Detailed Description

Complete technical specification and implementation details from the patent document.

The subject disclosure relates to machine learning and artificial intelligence, and specifically to a machine learning architecture with task agnostic embedding-based labeling escalation on fly.

The diagrams depicted herein are illustrative. There can be many variations to the diagrams or the operations described therein without departing from the spirit of this disclosure. For instance, the actions can be performed in a differing order or actions can be added, deleted or modified.

Machine learning (ML) and artificial intelligence (AI) systems face continual challenges related to errors and inaccuracies, which can affect their reliability and the overall user experience. In short, some degree of error and inaccuracies are inevitable within any such system, and a goal of any ML architecture is to minimize these errors and to reduce the recurrence of learned error types (e.g., similar errors). Unfortunately, minimizing errors and reducing error recurrence can be somewhat challenging, especially in the context of content ecosystems and other dynamic environments. These ecosystems are continuously influenced by global events, evolving user behaviors, and emerging content trends, which can rapidly change the landscape in which a machine learning model operates. In other words, the dynamic nature of some tasks makes it difficult to preemptively address all potential error types, as the model(s) may encounter scenarios that were not present in the training data. As a result, classifiers and other underlying ML systems must constantly adapt to new patterns and anomalies to maintain their accuracy and reliability. Additionally, the slow and resource-intensive process of retraining and updating classifiers and other model types further exacerbates the challenge, leaving such systems vulnerable to repeated mistakes that reduce their overall effectiveness in real-time applications.

Existing methods for error detection and correction include reactive pipelines and internal reports. Reactive pipelines allow for the immediate reporting and logging of errors as they occur, while internal reports provide a structured way to document and analyze these errors over time. While reactive pipelines and internal reports help identify some mistake vectors, addressing the root causes of all possible error types remains a complex and time-consuming process. In particular, the complexity and diversity of errors that can arise in dynamic ecosystems such as content moderation make it challenging to develop a one-size-fits-all solution. There is a need for a more efficient, task-agnostic approach to mitigate production mistakes in real-time (that is, “on fly”), ensuring that once an error is detected, similar mistakes are avoided in the future, regardless of the underlying environment and/or ecosystem.

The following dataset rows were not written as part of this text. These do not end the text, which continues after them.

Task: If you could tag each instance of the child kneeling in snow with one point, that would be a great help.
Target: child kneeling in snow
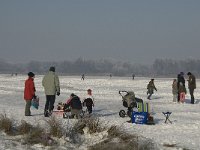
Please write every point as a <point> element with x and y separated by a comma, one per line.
<point>75,106</point>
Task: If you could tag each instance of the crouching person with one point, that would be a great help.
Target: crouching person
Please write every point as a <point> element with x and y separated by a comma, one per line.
<point>75,105</point>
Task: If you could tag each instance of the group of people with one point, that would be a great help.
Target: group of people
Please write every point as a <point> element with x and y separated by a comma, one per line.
<point>75,104</point>
<point>179,90</point>
<point>51,85</point>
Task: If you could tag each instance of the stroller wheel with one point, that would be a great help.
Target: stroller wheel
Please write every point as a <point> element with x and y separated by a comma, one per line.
<point>122,113</point>
<point>129,113</point>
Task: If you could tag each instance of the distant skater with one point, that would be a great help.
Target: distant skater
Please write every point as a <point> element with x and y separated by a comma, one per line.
<point>150,88</point>
<point>133,76</point>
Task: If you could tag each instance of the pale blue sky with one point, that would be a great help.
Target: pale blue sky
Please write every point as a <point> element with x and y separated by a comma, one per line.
<point>137,31</point>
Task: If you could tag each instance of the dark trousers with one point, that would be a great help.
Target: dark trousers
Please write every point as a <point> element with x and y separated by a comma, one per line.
<point>50,100</point>
<point>192,95</point>
<point>178,97</point>
<point>27,108</point>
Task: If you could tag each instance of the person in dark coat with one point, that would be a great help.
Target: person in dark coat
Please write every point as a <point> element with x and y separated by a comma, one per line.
<point>180,79</point>
<point>89,101</point>
<point>191,85</point>
<point>29,92</point>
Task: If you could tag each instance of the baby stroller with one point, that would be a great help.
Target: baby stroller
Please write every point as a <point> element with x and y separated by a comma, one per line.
<point>129,101</point>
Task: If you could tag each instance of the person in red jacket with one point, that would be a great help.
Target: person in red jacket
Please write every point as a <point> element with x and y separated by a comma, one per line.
<point>29,92</point>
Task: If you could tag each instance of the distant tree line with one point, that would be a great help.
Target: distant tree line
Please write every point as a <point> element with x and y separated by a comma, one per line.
<point>160,67</point>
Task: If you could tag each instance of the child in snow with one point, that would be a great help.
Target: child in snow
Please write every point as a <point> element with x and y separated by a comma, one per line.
<point>182,91</point>
<point>174,90</point>
<point>75,105</point>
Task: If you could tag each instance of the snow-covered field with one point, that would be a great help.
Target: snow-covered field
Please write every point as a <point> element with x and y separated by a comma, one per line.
<point>184,130</point>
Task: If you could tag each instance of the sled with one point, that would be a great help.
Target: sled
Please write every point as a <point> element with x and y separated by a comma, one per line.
<point>35,102</point>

This disclosure introduces a machine learning architecture with task agnostic embedding-based labeling escalation on fly. The proposed system is designed to address the limitations of traditional error detection and correction methods by providing a real-time, adaptive approach to mitigating production mistakes. One of the core ideas of embedding-based labeling escalation on fly is to label the embeddings of prior tasks according to whether the underlying ML system handling the respective task did so correctly or incorrectly. That way, when a new task is received (e.g., a content moderation decision request, etc.) that requires a label (e.g., should this content be allowed or excluded, etc.), a K-nearest neighbors (KNN) search can be made over the embeddings to determine a probability of the new task being correctly or incorrectly handled by the underlying system (e.g., whether a content moderation decision will be right or wrong).

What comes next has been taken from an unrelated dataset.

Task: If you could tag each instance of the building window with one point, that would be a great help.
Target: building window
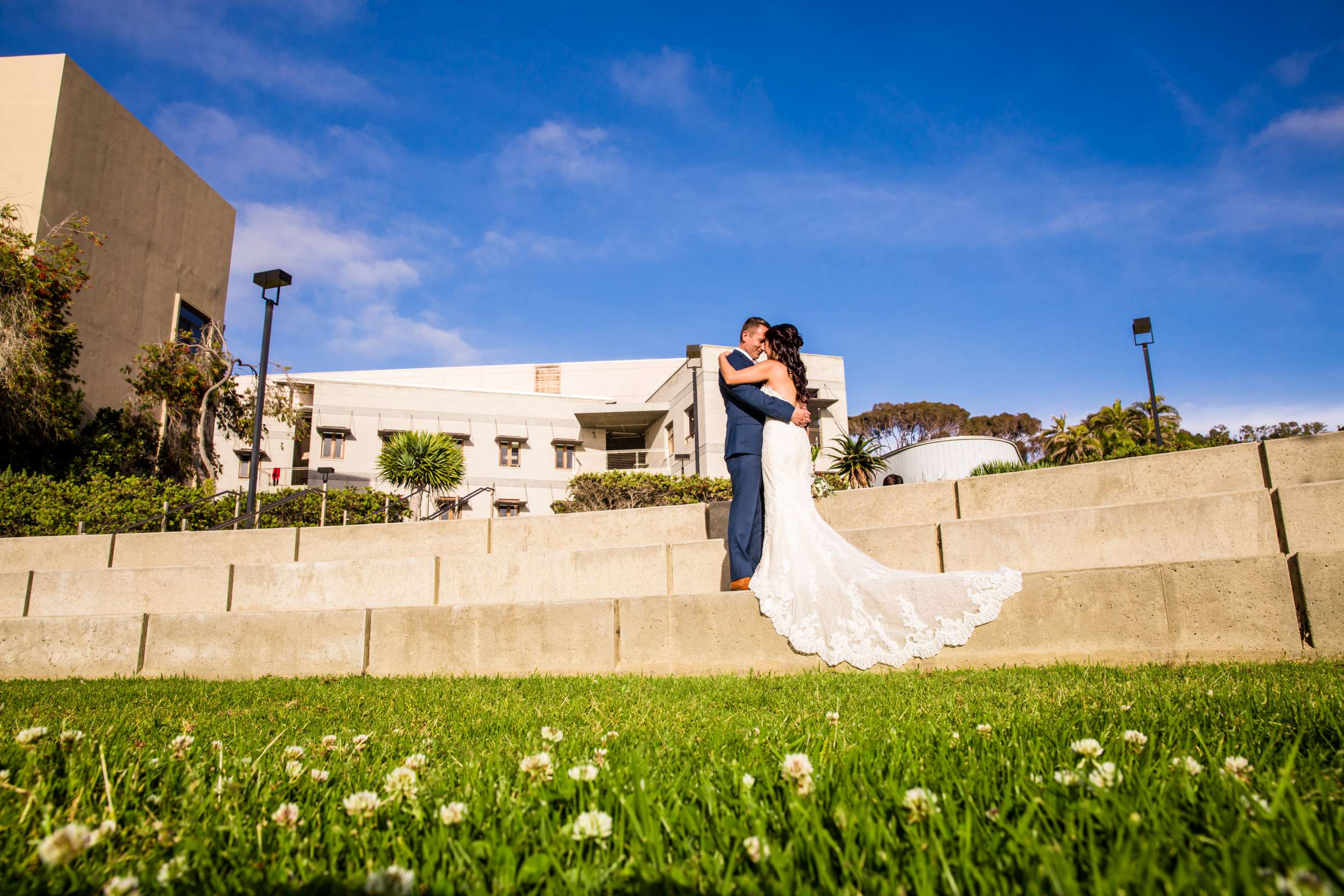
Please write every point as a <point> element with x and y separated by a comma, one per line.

When the KNN search indicates that the underlying system is likely to be deficient for the task (as measured against any predetermined accuracy threshold, as desired), the proposed system escalates the task (e.g., content for a content moderation decision) to a relatively more complex and/or sophisticated second pass system for verification. In an example, this process is referred to as embedding-based labeling escalation on fly. While not meant to be particularly limited, the second pass system can include a relatively more advanced machine learning model than the initial ML system (the “first pass” system), such as, for example, a model having more layers, more parameters, and/or more inference compute resources. In other words, the second pass system can be thought of as a relatively more reliable labeling source. Advantageously, the output from the second pass system can be compared against the output from the first pass system (the original decision) and the results of that comparison can be used to update the task embedding space. In other words, a known label (e.g., correct or incorrect) can be added to the respective embedding for the task depending on whether the second pass system agreed with (correct) or disagreed with (incorrect) the first pass system.

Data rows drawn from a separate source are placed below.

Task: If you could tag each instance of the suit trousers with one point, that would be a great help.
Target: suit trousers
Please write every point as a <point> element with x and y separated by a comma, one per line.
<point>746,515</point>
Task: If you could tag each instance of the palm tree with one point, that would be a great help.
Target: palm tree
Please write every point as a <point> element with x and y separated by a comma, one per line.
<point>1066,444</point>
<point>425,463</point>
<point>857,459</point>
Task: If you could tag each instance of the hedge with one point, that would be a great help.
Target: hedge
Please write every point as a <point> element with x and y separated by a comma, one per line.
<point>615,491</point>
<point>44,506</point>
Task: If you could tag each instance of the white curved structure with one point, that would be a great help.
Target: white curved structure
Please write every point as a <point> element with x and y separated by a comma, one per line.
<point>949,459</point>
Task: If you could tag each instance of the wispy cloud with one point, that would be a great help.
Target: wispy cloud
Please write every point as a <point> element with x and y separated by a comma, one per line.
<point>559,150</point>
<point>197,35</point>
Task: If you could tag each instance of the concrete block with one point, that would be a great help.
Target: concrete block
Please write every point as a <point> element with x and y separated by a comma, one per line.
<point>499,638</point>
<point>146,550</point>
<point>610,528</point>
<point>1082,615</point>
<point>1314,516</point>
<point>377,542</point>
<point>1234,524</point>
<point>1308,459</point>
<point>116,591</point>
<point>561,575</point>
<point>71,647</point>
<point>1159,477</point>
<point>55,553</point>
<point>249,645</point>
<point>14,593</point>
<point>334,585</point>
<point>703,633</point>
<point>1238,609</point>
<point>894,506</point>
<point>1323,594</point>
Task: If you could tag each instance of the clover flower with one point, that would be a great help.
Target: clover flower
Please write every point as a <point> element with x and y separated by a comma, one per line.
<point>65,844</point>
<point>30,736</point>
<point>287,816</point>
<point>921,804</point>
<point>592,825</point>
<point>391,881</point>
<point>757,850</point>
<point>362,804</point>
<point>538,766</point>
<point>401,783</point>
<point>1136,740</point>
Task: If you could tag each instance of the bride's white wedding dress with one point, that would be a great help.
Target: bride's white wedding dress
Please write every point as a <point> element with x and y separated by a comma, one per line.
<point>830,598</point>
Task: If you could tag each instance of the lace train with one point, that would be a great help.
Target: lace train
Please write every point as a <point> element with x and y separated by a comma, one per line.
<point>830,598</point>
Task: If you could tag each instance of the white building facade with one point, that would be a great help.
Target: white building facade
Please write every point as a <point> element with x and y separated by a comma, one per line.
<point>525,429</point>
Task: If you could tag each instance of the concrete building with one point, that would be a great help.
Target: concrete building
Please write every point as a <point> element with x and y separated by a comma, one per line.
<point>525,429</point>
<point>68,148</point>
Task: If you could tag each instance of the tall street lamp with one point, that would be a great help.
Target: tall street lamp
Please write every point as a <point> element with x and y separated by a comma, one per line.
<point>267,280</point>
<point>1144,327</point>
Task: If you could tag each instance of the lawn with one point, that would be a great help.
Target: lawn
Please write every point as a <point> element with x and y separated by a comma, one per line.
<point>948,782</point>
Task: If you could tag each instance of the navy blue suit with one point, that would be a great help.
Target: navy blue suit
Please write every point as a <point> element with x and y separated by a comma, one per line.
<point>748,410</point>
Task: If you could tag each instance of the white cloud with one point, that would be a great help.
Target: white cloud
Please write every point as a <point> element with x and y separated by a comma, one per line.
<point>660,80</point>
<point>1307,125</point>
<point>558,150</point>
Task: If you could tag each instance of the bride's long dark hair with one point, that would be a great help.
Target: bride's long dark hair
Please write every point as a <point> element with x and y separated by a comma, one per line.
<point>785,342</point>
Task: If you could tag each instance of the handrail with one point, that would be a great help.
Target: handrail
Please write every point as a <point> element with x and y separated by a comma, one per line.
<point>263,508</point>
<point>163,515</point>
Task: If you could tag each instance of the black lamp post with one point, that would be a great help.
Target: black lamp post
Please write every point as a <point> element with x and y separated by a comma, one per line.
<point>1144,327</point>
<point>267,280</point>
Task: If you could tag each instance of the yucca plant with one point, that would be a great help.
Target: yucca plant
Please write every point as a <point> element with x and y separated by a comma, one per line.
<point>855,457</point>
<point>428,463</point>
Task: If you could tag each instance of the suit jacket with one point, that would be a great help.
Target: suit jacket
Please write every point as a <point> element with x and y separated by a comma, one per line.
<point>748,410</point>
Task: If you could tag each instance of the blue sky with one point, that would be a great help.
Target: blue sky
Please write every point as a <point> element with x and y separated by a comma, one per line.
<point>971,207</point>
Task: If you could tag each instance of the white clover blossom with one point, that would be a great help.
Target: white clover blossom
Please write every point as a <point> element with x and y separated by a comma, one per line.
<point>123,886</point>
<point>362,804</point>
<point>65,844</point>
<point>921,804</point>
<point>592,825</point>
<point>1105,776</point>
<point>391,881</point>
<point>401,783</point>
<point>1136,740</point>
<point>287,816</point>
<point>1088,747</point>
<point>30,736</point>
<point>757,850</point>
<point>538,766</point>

Conversely, when the KNN search shows that the first pass system is likely to handle the task correctly (again, according to any desired predetermined threshold accuracy), the machine learning architecture described herein proceeds with the original decision made by the underlying ML model without invoking the second pass model. This approach ensures that the overall system architecture operates as efficiently as possible, only escalating tasks to the relatively more complex second pass system when there is a high probability of error, thereby optimizing resource usage and maintaining high levels of accuracy and reliability in real-time applications.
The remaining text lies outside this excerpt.